When you build an AI product on top of a third-party LLM, you don’t control the model weights. You control everything around it. That constraint turns out to be more of an advantage than a limitation.
After launching Slackbot, a context-aware conversational AI built into Slack, early beta feedback made one thing clear: accuracy was the top concern. For an enterprise workplace tool, this is existential. One bad answer erodes trust, and trust is hard to rebuild. We needed to systematically reduce hallucinations without waiting for the next model release.
We brought the hallucination rate from 12% down to around 5%. Here’s how.
Measuring what matters
You can’t improve what you can’t measure, and measuring hallucination is harder than it sounds. A hallucination isn’t just a wrong answer. It’s an answer that sounds right but isn’t grounded in the source material.
We built a measurement pipeline:
- Sample 500-1000 responses per week from production traffic
- LLM-as-judge for automated classification across hallucination categories
- Human calibration on 100 samples per week, achieving 87% agreement with the automated judge
- Track by category over time to understand which types of hallucinations are improving and which aren’t
The category breakdown matters. Simple factual Q&A has a hallucination rate of 1-5%. Complex reasoning and summarization can run as high as 30%. Treating “hallucination rate” as a single number hides the variance that actually drives your roadmap.
The biggest lever: retrieval
Most people assume hallucinations come from the model making things up. In our case, 60% of hallucinations were retrieval failures: wrong messages retrieved, missing recent context, or irrelevant content diluting the signal. The model was faithfully synthesizing bad inputs.
We attacked this on multiple fronts:
Hybrid search. We combined semantic search (embeddings) with keyword search (BM25) to catch both conceptual matches and exact terms. Semantic search alone misses cases where a user asks about a specific project name or acronym. BM25 alone misses paraphrasing and intent.
Query reformulation. Before hitting the search index, we use an LLM to reformulate the user’s query into a more search-friendly form. A question like “what did Sarah say about the Q3 launch timeline?” gets decomposed into targeted retrieval queries.
Recency boosting. If keywords like “recent” or “latest” appear, we boost messages from the last 7 days. This is simple but effective. Most workplace questions are about what happened recently, and retrieving a message from six months ago about a different project with a similar name is a common failure mode.
Prompt engineering as a systematic practice
With retrieval fixed, about 30% of remaining hallucinations were model-side. Our baseline prompt was minimal: just context and a query. We hypothesized that explicit instructions would help, but we needed to test it rigorously.
We designed an A/B test for prompts. This is different from traditional A/B testing because LLM outputs are stochastic and we need to track multiple competing metrics.
Experiment setup:
- Randomization at user level (not request level) to ensure a consistent experience
- 50/50 split, 2,000 users per arm, 20,000+ responses per arm
- 2-week duration to account for novelty effects
What we tested:
The control prompt was basic: “Answer the user’s question based on the messages provided.” The treatment added three explicit instructions:
- “For every claim, cite the source message with author and timestamp”
- “Only use information from provided messages”
- “If the answer isn’t clear, say ‘I couldn’t find this’”
Metrics framework:
- Primary: hallucination rate (LLM-as-judge, calibrated against human review)
- Secondary: thumbs-up rate, regenerate rate, response length
- Guardrails: P99 latency < 5s, hallucination rate < 12% (auto-pause if violated)
We aggregated to user level to account for clustering (users average ~15 queries each) and used clustered standard errors for proper variance estimation. The primary metric was pre-registered to avoid multiple comparison issues.
Results:
- 25% relative decrease in hallucination rate
- 9% increase in P99 latency (200ms), within guardrail
- 10% increase in thumbs-up rate
- 33% decrease in regenerate rate
The latency cost was negligible for the quality gain. We rolled out globally.
Post-processing: the last 20%
The final layer was output validation.

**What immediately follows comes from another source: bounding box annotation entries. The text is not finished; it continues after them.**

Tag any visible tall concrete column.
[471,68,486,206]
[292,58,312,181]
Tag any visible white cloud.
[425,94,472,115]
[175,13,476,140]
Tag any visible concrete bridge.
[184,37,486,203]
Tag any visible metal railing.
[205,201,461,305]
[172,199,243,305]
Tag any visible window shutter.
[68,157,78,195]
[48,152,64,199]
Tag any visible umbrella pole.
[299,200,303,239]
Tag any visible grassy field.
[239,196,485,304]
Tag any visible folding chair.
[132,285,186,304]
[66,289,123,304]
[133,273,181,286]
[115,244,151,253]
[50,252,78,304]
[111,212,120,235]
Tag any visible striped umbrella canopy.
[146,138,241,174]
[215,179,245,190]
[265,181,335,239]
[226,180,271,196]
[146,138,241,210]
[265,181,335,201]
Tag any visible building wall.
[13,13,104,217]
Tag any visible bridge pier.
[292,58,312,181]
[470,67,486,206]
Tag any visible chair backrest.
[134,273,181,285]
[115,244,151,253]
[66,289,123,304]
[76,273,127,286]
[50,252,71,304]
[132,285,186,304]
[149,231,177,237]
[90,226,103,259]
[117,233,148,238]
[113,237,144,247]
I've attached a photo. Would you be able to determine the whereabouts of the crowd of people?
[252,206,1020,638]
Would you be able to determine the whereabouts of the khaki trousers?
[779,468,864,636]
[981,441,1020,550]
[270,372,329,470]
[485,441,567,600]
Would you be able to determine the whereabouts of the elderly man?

We added checks for common failure patterns: responses that reference messages not in the provided context, claims without citations, and confident assertions about topics with no supporting evidence. These get caught and either reformulated or returned with an explicit uncertainty qualifier.
The breakdown
Across our full effort, the improvement attribution was roughly:
- 45% from retrieval fixes (getting the right context to the model)
- 30% from prompt engineering (telling the model how to use the context)
- 20% from post-processing (catching failures after generation)
- 5% from model version updates (new releases during the period)
When you don’t control the model, you control the input, the instructions, and the output validation. That’s enough to cut hallucinations by more than half.
There’s still a long way to go. Task-specific variance remains high, and the hardest cases involve complex multi-step reasoning where the model needs to synthesize across many messages. But the framework is in place: measure systematically, identify the failure category, fix the layer that’s failing, and validate with rigorous experiments.
The takeaway for anyone building on top of LLMs: don’t wait for a better model. Fix the pipeline.